A haplotype (contraction of “haploid genotype”) is a set of closely linked genetic markers present on the same chromosome, which are not easily separable by recombination and thus tend to be inherited together, and can be identified by patterns of single nucleotide polymorphisms. The 46/1 haplotype, represented in Figure 1, is a 280 Kb-long region of chromosome 9p that includes three genes in their entirety: JAK2, INSL6 (Insulin-like 6) and INSL4. Of the three genes, only JAK2 is expressed in hematopoietic cells. The so-called “GGCC” part of the 46/1 haplotype begins in intron 10 and finishes in intron 15 of the JAK2 gene and is characterized by four single nucleotide polymorphisms located in introns 10, 12, 14 and 15. The four single nucleotide polymorphisms are in complete linkage disequilibrium, meaning that they are always inherited together. The four single nucleotide polymorphisms replace three thymidines (T) and one cytosine (C) by two guanosines (G) and two cytosines, resulting in a G G C C pattern, hence the phrase JAK2 “GGCC” haplotype (not to be confused with “GC-rich”).
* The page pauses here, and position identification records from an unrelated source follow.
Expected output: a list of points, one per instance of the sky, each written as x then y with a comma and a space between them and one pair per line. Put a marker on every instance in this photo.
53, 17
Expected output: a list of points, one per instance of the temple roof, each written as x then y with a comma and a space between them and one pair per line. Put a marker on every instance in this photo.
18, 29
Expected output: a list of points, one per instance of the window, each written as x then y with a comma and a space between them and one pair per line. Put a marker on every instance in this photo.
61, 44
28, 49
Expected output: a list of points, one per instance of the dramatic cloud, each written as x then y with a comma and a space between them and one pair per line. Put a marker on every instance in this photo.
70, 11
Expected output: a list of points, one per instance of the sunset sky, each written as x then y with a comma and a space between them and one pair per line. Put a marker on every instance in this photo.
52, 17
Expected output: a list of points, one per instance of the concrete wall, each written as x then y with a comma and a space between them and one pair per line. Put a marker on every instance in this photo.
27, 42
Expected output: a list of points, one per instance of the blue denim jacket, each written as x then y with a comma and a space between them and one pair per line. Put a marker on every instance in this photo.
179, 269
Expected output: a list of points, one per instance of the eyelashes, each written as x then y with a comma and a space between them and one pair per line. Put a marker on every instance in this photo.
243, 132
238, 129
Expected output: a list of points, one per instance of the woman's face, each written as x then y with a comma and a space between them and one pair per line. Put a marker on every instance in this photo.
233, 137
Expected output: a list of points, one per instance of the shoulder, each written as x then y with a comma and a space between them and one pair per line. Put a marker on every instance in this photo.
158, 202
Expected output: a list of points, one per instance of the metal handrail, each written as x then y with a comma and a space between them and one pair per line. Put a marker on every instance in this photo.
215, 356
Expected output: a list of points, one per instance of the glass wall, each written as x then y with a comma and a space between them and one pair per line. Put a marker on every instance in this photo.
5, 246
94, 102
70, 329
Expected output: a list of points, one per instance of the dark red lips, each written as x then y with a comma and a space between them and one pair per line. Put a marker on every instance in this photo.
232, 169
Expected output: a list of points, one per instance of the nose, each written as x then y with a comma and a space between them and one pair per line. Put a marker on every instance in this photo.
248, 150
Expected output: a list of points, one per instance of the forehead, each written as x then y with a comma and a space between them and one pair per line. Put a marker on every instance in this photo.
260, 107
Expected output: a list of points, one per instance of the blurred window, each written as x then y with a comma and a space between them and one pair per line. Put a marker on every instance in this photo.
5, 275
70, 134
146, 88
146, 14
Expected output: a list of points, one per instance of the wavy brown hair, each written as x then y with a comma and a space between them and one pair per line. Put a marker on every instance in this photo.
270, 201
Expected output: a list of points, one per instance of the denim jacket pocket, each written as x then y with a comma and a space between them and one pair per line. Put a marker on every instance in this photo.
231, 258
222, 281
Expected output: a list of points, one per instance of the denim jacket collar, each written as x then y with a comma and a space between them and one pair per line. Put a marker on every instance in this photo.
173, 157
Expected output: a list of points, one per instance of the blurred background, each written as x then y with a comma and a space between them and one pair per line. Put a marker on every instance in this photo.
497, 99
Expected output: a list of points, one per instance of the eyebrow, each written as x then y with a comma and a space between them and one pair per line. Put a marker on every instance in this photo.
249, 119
The “GGCC” part of the 46/1 haplotype is not “GC-rich” but it includes sequences frequently mutated in MPN: JAK2 exons 14 and 12, and to a lesser degree, exons 13 and 15. A plausible explanation for the high frequency of mutations in JAK2 exons 14 and 12 and in MPL exon 10 in association with MPN combines the presence of flanking DNA repeat elements (represented in Figure 1) and the fact that the three exons encode for protein domains critical for the function of the Jak2/Mpl couple. Activating mutations in these exons are likely to be detected as they confer growth advantages to the mutated clone, whereas silent mutations typically remain below the detection level of most diagnostic assays.13 DNA repeat elements include GC- or AT-rich sequences; they can be mutation “hot spots”, cause mismatching during DNA replication, or form fragile chromosomal break points – in short, these elements increase the risk of error when DNA is copied during cell division. DNA repeat elements can also influence gene expression by altering promoter accessibility, methylation or the chromatin structure. Our preliminary unpublished observations suggest that DNA repeat intronic sequences vary depending on individuals and MPN patients and that they can be present in the JAK2 gene independently of the 46/1 haplotype.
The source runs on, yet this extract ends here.